Mais c’est le report qui change tout, donnant enfin à entendre la somptueuse stéréophonie déployée par Gordon Parry et James Lock au Kingsway Hall durant ces sessions d’avril et de mai 1967. Pas moins de six jours pleins pour enregistrer ce que Sir Georg Solti, au soir de sa vie, considérait comme un de ses meilleurs enregistrements.

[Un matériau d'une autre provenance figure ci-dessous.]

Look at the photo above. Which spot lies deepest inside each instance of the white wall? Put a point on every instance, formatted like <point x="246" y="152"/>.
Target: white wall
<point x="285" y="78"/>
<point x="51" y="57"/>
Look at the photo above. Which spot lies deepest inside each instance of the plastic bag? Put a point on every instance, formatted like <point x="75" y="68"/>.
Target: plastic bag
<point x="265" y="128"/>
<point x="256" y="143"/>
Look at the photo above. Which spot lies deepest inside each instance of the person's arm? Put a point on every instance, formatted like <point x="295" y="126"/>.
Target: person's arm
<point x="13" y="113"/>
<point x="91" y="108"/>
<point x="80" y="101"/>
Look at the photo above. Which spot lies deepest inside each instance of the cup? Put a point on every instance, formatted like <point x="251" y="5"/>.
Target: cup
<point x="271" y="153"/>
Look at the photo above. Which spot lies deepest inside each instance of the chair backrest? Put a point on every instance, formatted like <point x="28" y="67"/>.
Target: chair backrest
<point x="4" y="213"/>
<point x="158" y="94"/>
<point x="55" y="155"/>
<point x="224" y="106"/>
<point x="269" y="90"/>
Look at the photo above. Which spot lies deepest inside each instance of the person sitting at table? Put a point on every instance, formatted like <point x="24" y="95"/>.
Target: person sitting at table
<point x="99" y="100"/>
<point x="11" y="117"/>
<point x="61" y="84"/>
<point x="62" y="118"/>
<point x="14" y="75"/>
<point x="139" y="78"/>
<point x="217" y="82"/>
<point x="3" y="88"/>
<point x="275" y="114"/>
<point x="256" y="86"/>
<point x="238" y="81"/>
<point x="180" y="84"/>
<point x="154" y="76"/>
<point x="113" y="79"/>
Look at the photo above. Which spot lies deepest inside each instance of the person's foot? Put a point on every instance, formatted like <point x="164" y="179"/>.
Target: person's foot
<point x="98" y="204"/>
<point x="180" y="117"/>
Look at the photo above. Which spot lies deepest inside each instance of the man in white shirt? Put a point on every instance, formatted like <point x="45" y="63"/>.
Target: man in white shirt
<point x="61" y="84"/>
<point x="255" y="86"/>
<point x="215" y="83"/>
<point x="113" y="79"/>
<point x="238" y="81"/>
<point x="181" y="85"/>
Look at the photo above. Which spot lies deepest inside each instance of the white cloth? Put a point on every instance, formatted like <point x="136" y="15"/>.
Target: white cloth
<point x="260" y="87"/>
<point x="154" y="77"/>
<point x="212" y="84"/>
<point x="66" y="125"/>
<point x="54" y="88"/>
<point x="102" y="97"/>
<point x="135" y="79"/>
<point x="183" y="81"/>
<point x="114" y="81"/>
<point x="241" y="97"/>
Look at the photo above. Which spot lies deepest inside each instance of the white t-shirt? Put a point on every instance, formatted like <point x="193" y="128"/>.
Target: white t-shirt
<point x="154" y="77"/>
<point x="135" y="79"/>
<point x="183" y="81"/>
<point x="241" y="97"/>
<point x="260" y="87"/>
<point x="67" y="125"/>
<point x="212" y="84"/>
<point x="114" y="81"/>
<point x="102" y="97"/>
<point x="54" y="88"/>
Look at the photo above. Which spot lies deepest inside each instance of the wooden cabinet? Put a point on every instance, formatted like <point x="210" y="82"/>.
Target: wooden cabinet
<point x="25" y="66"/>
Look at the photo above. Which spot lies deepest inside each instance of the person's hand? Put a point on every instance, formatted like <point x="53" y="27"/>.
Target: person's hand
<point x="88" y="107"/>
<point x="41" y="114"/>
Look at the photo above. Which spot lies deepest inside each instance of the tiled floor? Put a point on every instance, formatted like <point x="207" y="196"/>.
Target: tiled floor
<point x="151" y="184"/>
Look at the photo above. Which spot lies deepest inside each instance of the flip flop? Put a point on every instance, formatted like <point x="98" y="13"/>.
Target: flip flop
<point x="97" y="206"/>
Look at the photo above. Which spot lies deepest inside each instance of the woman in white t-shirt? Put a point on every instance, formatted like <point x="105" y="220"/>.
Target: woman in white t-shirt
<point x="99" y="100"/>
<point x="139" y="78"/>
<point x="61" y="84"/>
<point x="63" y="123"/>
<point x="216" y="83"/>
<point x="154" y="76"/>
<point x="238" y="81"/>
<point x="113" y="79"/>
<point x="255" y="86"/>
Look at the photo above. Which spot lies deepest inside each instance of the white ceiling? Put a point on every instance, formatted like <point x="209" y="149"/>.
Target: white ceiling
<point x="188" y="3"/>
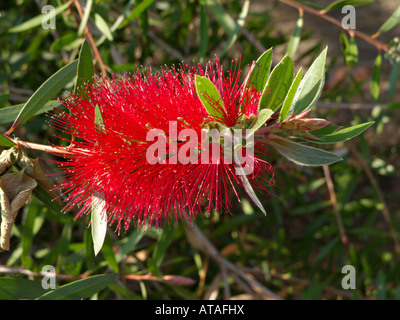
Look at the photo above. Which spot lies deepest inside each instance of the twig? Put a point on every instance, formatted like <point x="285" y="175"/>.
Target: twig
<point x="321" y="14"/>
<point x="38" y="147"/>
<point x="332" y="196"/>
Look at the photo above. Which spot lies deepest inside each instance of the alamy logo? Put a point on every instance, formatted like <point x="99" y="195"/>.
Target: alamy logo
<point x="349" y="280"/>
<point x="349" y="20"/>
<point x="49" y="20"/>
<point x="49" y="277"/>
<point x="228" y="146"/>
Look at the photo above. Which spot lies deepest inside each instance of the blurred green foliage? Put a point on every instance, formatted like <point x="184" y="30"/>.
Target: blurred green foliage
<point x="297" y="249"/>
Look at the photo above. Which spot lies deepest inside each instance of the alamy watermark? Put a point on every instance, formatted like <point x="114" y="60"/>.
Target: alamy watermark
<point x="228" y="146"/>
<point x="349" y="280"/>
<point x="49" y="277"/>
<point x="49" y="20"/>
<point x="349" y="20"/>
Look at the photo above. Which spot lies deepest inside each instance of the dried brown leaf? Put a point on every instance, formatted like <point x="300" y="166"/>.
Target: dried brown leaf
<point x="15" y="191"/>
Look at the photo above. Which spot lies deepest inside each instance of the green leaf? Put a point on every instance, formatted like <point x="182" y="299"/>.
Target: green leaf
<point x="203" y="31"/>
<point x="345" y="134"/>
<point x="278" y="85"/>
<point x="136" y="12"/>
<point x="5" y="142"/>
<point x="262" y="117"/>
<point x="341" y="3"/>
<point x="98" y="222"/>
<point x="85" y="70"/>
<point x="209" y="96"/>
<point x="295" y="38"/>
<point x="164" y="240"/>
<point x="80" y="289"/>
<point x="103" y="26"/>
<point x="46" y="91"/>
<point x="376" y="78"/>
<point x="311" y="85"/>
<point x="381" y="285"/>
<point x="98" y="118"/>
<point x="302" y="154"/>
<point x="37" y="21"/>
<point x="260" y="71"/>
<point x="66" y="42"/>
<point x="390" y="23"/>
<point x="394" y="75"/>
<point x="249" y="189"/>
<point x="85" y="17"/>
<point x="349" y="49"/>
<point x="324" y="131"/>
<point x="12" y="289"/>
<point x="290" y="96"/>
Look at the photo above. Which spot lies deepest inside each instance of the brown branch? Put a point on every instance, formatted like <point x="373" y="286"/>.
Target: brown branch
<point x="321" y="14"/>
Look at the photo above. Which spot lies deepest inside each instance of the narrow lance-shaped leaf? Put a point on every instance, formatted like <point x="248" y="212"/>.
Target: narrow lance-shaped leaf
<point x="311" y="86"/>
<point x="240" y="171"/>
<point x="98" y="118"/>
<point x="302" y="154"/>
<point x="278" y="85"/>
<point x="46" y="91"/>
<point x="209" y="96"/>
<point x="295" y="38"/>
<point x="376" y="78"/>
<point x="85" y="17"/>
<point x="8" y="114"/>
<point x="85" y="71"/>
<point x="285" y="111"/>
<point x="67" y="42"/>
<point x="349" y="49"/>
<point x="259" y="73"/>
<point x="5" y="141"/>
<point x="390" y="23"/>
<point x="344" y="134"/>
<point x="262" y="117"/>
<point x="80" y="289"/>
<point x="103" y="26"/>
<point x="98" y="222"/>
<point x="394" y="75"/>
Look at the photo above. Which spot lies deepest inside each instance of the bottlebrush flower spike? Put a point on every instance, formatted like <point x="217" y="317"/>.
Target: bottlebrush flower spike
<point x="113" y="161"/>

Je comprends mieux pourquoi aujourd’hui.
LE DISQUE DU JOUR
Gustav Mahler (1860-1911)
Symphonie No. 1 en ré majeur, « Titan »
Symphonie No. 3
Helen Watts, contralto
Wandsworth School Boys Choir
Ambrosian Opera Chorus
London Symphony Orchestra
Sir Georg Solti, direction
Un album du label Decca 4827177 (Collection Eloquence Australia)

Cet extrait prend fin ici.